|
|
|
|
|
by antgoldbloom
3160 days ago
|
|
For interest, the raw data is published here:
https://www.kaggle.com/kaggle/kaggle-survey-2017 And some early analysis from our community here:
https://www.kaggle.com/crawford/analyzing-the-analyzers Some things that jumped out at me: 1. more people learn data science and ML from MOOCs than university courses 2. Tensorflow the tech people most want to learn in the next year 3. 40% of people survey spend >1-2 hours per week searching for another job. Surprising given all companies complain about the difficulty in finding data scientists/machine learners. |
|
I've hired data scientists in the past. One thing I found is that a lot of interviewees want to talk about all the algorithms (e.g. Gradient Boosting) they've used and are not able to describe how they thought through the problems before they applied the algorithms.
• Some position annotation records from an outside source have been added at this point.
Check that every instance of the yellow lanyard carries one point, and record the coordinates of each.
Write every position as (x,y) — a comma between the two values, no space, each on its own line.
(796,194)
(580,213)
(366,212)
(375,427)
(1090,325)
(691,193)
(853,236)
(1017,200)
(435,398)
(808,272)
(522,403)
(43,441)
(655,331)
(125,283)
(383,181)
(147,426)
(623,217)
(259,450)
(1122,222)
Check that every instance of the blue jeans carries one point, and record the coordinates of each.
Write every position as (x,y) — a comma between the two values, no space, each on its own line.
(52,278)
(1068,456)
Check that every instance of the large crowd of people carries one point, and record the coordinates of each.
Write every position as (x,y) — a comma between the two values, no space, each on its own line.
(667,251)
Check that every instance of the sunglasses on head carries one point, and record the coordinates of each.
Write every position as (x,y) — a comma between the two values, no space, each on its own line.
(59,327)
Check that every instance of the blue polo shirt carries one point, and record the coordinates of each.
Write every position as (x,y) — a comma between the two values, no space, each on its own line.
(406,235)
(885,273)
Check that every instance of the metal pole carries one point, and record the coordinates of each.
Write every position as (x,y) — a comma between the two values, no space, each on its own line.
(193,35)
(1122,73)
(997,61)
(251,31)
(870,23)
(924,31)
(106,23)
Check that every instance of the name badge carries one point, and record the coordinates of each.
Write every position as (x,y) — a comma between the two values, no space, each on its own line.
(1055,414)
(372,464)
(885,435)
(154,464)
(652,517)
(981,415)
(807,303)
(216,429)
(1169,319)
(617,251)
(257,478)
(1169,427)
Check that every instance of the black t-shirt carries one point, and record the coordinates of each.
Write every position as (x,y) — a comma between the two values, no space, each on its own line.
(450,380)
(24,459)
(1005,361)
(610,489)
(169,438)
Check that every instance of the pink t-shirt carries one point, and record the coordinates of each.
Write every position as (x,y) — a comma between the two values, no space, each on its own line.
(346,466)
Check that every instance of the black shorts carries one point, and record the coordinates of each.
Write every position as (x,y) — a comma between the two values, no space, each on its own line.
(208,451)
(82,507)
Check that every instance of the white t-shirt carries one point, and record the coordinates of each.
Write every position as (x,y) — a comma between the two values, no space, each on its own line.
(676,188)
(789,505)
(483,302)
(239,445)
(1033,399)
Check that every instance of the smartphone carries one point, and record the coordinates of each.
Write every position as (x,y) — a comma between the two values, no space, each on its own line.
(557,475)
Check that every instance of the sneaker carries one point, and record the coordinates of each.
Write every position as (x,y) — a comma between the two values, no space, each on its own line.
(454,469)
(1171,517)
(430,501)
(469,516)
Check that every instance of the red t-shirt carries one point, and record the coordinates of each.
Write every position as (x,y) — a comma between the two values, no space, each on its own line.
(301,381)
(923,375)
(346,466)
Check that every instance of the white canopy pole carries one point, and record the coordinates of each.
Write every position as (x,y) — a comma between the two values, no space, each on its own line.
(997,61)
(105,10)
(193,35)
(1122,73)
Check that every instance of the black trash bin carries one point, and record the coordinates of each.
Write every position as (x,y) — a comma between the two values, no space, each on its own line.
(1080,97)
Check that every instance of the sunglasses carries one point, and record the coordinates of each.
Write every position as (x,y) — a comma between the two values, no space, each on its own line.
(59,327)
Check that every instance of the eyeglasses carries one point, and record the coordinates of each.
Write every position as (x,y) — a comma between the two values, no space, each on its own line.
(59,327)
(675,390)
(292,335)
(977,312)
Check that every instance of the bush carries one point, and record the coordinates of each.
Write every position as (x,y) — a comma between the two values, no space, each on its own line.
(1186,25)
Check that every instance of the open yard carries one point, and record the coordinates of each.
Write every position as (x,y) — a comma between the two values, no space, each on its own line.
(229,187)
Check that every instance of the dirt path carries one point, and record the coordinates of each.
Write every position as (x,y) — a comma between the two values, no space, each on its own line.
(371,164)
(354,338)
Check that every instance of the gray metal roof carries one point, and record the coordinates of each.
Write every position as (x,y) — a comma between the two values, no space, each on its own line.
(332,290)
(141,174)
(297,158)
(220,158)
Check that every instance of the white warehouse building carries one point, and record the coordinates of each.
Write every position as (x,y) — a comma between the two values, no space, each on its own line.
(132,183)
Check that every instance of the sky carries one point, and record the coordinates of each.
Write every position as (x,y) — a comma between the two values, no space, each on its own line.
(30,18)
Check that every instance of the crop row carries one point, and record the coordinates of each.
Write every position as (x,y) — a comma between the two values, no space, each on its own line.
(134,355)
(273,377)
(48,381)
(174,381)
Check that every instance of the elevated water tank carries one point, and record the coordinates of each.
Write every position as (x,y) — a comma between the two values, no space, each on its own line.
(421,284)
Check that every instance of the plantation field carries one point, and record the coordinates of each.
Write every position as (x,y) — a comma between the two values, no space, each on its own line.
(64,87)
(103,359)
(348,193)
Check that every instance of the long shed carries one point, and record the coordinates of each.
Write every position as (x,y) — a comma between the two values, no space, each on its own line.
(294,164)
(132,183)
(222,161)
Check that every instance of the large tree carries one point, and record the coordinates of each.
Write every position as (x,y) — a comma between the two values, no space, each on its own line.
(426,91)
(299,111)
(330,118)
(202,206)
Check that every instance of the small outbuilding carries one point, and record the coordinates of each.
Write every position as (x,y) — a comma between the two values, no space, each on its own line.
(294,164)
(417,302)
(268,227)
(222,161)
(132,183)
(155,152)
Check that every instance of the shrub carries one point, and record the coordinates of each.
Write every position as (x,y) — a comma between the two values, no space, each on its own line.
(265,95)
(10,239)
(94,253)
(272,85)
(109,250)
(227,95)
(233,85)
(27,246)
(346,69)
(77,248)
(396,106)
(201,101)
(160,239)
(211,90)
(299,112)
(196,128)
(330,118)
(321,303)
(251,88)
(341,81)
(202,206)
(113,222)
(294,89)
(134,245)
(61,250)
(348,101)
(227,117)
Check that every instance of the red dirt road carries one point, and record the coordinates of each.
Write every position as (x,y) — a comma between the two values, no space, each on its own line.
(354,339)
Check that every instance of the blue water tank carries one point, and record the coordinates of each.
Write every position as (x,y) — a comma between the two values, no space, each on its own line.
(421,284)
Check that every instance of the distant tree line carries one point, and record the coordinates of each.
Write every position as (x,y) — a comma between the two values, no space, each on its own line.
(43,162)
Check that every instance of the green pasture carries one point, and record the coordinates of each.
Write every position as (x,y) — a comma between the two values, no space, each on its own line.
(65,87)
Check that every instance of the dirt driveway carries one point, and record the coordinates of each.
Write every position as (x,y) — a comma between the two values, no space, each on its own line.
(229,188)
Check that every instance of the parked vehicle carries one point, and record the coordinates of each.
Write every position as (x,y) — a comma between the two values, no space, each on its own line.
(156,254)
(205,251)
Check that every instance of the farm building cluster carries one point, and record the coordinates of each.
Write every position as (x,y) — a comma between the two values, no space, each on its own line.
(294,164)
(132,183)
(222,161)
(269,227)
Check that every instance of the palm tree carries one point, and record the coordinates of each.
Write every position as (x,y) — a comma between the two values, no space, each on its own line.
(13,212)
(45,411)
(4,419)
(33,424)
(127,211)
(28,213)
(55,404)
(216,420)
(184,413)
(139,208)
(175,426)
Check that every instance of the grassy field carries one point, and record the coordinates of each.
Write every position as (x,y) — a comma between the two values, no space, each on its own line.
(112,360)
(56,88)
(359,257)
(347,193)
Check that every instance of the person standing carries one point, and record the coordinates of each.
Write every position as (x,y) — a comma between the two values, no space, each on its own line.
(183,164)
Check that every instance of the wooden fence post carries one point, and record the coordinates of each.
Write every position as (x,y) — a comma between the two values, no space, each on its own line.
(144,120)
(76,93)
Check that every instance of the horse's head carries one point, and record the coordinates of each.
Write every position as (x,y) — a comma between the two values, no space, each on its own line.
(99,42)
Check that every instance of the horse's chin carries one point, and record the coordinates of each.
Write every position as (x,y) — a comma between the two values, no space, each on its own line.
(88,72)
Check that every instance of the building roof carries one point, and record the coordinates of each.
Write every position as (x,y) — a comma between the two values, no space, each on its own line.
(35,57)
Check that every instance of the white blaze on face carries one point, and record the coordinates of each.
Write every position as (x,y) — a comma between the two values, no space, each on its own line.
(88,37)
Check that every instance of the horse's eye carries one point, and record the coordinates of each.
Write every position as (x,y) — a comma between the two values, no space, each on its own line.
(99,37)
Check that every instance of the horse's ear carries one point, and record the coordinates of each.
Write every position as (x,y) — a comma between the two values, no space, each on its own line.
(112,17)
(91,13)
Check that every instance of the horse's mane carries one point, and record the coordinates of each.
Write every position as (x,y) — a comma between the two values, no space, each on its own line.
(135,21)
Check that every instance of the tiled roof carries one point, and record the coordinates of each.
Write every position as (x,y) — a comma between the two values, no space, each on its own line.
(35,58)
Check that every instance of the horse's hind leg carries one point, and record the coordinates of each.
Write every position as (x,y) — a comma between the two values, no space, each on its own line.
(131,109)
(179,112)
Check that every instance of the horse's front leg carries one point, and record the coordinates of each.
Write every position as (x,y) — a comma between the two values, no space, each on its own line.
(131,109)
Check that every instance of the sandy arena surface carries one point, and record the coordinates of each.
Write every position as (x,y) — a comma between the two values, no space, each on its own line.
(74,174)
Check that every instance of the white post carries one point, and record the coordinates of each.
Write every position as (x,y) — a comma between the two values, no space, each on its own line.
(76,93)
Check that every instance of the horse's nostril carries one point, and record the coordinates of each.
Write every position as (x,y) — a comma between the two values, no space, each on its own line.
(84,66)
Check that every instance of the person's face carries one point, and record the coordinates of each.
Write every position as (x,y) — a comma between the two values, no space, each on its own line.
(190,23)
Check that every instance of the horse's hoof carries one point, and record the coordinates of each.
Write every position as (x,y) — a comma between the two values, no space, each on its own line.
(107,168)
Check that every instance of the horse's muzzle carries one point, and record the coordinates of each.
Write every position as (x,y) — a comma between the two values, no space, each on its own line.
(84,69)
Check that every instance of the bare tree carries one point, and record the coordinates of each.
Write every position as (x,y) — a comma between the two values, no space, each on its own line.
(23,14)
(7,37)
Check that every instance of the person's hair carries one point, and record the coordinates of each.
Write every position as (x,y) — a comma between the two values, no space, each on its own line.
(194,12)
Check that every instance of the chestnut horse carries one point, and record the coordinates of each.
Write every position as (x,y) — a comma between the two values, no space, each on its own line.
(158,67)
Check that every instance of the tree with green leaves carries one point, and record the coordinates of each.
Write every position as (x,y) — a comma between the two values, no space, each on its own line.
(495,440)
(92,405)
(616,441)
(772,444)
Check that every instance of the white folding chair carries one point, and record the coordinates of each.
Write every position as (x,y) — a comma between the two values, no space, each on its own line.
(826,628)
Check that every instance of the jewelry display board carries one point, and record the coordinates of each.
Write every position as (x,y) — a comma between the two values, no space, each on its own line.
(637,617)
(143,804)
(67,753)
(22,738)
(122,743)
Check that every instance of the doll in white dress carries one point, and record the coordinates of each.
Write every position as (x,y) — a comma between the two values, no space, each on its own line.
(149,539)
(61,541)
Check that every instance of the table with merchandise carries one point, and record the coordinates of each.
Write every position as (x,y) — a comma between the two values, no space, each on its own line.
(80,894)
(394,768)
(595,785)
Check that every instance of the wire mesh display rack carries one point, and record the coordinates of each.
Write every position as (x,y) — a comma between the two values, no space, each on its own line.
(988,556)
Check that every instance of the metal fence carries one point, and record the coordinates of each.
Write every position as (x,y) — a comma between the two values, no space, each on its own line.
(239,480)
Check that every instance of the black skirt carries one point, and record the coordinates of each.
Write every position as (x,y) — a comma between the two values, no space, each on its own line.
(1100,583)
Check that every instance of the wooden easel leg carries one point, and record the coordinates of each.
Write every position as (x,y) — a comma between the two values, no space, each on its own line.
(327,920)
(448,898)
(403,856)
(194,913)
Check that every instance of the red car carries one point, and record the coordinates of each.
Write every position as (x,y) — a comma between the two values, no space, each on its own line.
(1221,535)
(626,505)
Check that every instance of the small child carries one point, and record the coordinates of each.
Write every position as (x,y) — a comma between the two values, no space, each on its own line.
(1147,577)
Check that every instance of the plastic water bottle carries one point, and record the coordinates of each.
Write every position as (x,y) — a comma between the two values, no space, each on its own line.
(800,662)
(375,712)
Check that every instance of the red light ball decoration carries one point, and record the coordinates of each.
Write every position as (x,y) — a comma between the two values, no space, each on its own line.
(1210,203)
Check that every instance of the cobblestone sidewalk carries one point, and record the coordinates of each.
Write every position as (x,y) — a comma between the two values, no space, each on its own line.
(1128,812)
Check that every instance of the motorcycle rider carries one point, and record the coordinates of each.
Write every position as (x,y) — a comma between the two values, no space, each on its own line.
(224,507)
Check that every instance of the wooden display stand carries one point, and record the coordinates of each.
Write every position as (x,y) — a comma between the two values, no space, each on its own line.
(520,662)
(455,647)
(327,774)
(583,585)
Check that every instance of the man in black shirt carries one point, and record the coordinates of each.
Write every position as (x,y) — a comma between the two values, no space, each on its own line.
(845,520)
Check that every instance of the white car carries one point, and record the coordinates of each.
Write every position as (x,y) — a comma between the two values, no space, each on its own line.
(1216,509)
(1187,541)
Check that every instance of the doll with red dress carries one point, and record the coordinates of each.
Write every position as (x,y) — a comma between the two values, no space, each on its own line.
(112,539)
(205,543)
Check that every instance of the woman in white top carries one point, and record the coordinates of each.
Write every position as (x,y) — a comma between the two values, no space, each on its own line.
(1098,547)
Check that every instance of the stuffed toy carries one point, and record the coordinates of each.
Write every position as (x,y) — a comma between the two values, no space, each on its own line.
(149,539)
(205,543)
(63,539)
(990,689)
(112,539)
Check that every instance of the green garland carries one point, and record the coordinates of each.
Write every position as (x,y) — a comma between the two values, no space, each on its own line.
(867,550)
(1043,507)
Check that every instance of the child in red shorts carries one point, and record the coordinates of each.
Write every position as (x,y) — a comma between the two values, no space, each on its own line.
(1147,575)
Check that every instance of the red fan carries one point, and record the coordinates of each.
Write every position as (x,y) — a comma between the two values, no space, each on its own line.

It's easier to find somebody who downloaded some mostly clean data, then copy/pasted some code than a person actually thinks through the quantification of a problem. There are a lot of buzzword artists out there.
This is important because in a lot of organizations the business problems have not yet been quantified in a way that lends itself to getting meaningful and valid results from an algorithm. The Data Scientist has to be able to work with others to quantify a problem. Or at a minimum, recognize that there are issues with the current way the problem is quantified and think of ways to improve it. It's much easier to teach somebody to run a data algorithm than it is to actually understand a business problem.
There are issues with people doing the hiring as well. In my last job (not a software company), the VP of the group had pushed to get headcount for a data science team and was fearful of making the wrong hire because he didn't want to say "We hired a data scientist at 2X-3X the cost of a Business Analyst and that was a bad hire." The end result was a massive amount of paralysis, an insanely long and convoluted job description, and complaints about the hiring pipeline.